確か、矢野ちゃんが自分が考えたかのように、情熱的に言っていた。

もし、それが当たっていれば、この記録は、異世界の物になる。

これは、ダンジョンで見つけた物だから。

そして、異世界には、空間を叩き割る事が出来る化け物が居ることになる。

『空間を叩き割る』

転移で空間を移動するなら分かる。転移魔法があるから。

しかし、空間を叩き割るなんて聞いたことがない。

そもそも、転移自体が高等技術であり、空間に干渉するのは更に難しいとされている。

つまり、空間を叩き割る事は不可能じゃない。

それでも、人類は未だに空間魔法の基礎である、転移を扱える“人間”は、世界に5人しかいない。

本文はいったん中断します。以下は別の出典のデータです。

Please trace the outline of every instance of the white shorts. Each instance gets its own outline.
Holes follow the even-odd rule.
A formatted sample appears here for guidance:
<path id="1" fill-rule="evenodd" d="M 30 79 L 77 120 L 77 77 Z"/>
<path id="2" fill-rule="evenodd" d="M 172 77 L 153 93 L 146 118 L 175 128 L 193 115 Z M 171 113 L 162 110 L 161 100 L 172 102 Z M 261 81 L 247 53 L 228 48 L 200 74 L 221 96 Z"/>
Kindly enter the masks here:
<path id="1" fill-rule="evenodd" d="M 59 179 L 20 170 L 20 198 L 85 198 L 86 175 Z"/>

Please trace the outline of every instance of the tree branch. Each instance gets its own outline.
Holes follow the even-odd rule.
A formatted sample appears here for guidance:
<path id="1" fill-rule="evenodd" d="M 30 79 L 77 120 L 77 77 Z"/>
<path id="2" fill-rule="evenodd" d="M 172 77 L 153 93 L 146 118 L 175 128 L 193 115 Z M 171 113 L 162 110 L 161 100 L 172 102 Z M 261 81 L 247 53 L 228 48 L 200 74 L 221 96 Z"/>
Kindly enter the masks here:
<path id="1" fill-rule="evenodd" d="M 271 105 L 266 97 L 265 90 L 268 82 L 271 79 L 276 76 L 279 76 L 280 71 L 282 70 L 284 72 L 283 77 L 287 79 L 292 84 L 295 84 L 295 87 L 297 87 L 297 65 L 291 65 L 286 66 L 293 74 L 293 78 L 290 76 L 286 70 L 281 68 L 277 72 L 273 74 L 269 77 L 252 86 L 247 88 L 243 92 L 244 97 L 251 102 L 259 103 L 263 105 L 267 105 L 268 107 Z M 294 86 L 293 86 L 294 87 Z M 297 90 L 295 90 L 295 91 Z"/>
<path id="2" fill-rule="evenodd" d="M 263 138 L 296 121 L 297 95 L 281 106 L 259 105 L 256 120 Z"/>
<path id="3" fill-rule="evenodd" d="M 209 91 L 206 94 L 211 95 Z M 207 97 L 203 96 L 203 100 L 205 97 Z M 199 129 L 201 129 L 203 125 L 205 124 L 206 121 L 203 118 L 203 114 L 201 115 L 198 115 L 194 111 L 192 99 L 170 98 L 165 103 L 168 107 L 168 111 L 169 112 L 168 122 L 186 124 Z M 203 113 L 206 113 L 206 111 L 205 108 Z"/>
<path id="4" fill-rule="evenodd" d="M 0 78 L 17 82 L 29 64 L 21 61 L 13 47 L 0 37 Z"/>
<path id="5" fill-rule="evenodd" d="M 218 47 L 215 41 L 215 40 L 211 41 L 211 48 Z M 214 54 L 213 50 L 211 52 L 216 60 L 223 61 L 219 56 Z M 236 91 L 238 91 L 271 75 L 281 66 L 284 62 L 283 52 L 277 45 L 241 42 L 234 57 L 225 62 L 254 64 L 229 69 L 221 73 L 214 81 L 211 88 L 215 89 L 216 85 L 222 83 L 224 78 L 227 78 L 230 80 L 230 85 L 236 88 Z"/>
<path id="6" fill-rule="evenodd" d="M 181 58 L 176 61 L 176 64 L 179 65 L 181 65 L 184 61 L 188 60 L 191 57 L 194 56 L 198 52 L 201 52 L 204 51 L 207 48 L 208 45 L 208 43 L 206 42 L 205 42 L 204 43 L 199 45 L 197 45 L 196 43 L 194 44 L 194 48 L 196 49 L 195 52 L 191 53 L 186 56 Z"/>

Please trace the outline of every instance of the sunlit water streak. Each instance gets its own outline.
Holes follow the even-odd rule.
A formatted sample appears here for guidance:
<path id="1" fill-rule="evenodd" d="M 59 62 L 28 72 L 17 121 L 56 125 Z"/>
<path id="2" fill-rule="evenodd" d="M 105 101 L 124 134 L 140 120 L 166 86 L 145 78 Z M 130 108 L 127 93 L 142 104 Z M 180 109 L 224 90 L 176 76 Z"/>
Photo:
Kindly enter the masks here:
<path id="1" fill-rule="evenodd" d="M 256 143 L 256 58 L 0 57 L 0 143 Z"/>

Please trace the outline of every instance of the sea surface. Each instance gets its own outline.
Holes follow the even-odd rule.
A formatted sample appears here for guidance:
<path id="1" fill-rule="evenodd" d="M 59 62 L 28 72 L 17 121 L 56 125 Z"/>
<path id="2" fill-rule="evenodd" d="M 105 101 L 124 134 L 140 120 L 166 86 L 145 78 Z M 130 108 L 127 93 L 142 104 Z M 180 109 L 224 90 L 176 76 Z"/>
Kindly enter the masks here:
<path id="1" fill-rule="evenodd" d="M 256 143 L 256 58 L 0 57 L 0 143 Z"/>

そして、昇華者ですら空間を使った攻撃に成功したものはいない。

つまり、今空間を叩き割った化け物は、昇華者以上の力を持っている。

そんなことを考えて、戦慄していると、空間の穴から人影が見えた。

…人影?

この距離で人影が見えるほど私のレベルは高くない。

つまり、人影自体が大きいという事になる。

「まさか…巨人?」


私のよみは当たっていた。あれは確かに巨人だった。しかし、その大きさは、私の想像を遥かに超えていた。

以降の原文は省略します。